Criacionismo e anticomunismo

O fundamentalismo criacionista é de matriz ianque, mas seus males ecoam em todo o mundo. Fora do USA, a ministra Marina Silva não é, portanto, uma pregadora no deserto, por assim dizer. A ex-governadora do Rio de Janeiro Rosinha Matheus está aí para provar.

Quando esteve à frente do governo fluminense, Rosinha enfiou no currículo do ensino básico algo chamado "reflexões sobre a criação de Deus como um ato de amor", o que significa ensinar para as crianças que, se for menino, veio do barro e, sendo menina, veio da costela de Adão.

Na época, diante das críticas ao obscurantismo enquanto política educacional do estado, a então coordenadora de educação religiosa da Secretaria de Educação, Edilea Santos, chegou a debochar publicamente do povo, dizendo que o criacionismo não fazia parte do programa mínimo de aulas, "mas, se o professor quiser falar sobre isso, não temos como saber. Quando ele fecha a porta da sala, só Deus é testemunha".

Na Europa, a infiltração do fundamentalismo criacionista está acontecendo por intermédio de obscurantistas turcos. O líder do criacionismo neste país, o escritor Adnan Oktar — que usa o pseudônimo Harun Yahya — mantém contatos com criacionistas ianques, e, desde o início de 2007, um livro de sua autoria vem sendo remetido em grandes quantidades pelo correio, e por remetente anônimo, para bibliotecas da França, Espanha, Inglaterra e Alemanha.
Trata-se do livro Atlas da Criação. Os exemplares enviados são edições de luxo, com quase 800 páginas, o que indica um alto custo de produção e envio, e evidencia que há alguém por trás financiando em surdina esta campanha anticientífica. No livro, a legenda de uma foto dos atentados de 11 de setembro de 2001 em Nova York diz o seguinte: "aqueles que perpetuam o terror no mundo são na realidade darwinistas".

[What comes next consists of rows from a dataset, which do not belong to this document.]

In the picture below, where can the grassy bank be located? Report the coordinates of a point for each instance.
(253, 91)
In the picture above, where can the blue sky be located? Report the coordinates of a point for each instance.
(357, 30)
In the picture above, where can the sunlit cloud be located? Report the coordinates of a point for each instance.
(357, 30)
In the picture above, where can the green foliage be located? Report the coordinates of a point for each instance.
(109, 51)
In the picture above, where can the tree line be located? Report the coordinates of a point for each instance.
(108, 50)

No meio da literatice obscurantista que recheia o Atlas da Criação, pode-se ler que o objetivo de seus propagadores é "denunciar as relações ocultas entre o darwinismo e ideologias sangrentas como o fascismo e o comunismo".
Em 1980, na própria Turquia, durante conflitos políticos ocorridos pouco antes de um golpe militar, a reação tentou desqualificar movimentos comunistas turcos perante uma população altamente religiosa, desencadeando uma campanha que espalhou a idéia de que o trabalho de Charles Darwin era um complemento ao trabalho de Karl Marx, autor do Manifesto Comunista.

Mas, diante da apropriação que o capitalismo fez da teoria da evolução de Darwin para utilizá-la contra as massas, este episódio soa apenas anedótico. O "darwinismo social" é uma das empulhações mais racistas e agressivas já difundidas pela burguesia contra o povo trabalhador.

O "darwinismo social" tenta aplicar a teoria da seleção natural desenvolvida por Darwin às relações sociais humanas. É utilizado pelos poderosos para tentar ludibriar o povo, dizendo que o proletariado é o responsável por seu próprio estado de pauperização, precarização e subjugação, eximindo assim a burguesia da exploração e da opressão que exerce sobre as massas.

O povo, no entanto, não pode se deixar iludir: é preciso recusar o obscurantismo criacionista, e ao mesmo tempo estar atento para os usos torpes da ciência com o fim de voltá-la contra o proletariado. É tempo de o progresso científico e o conhecimento humano serem direcionados única e exclusivamente em prol das massas!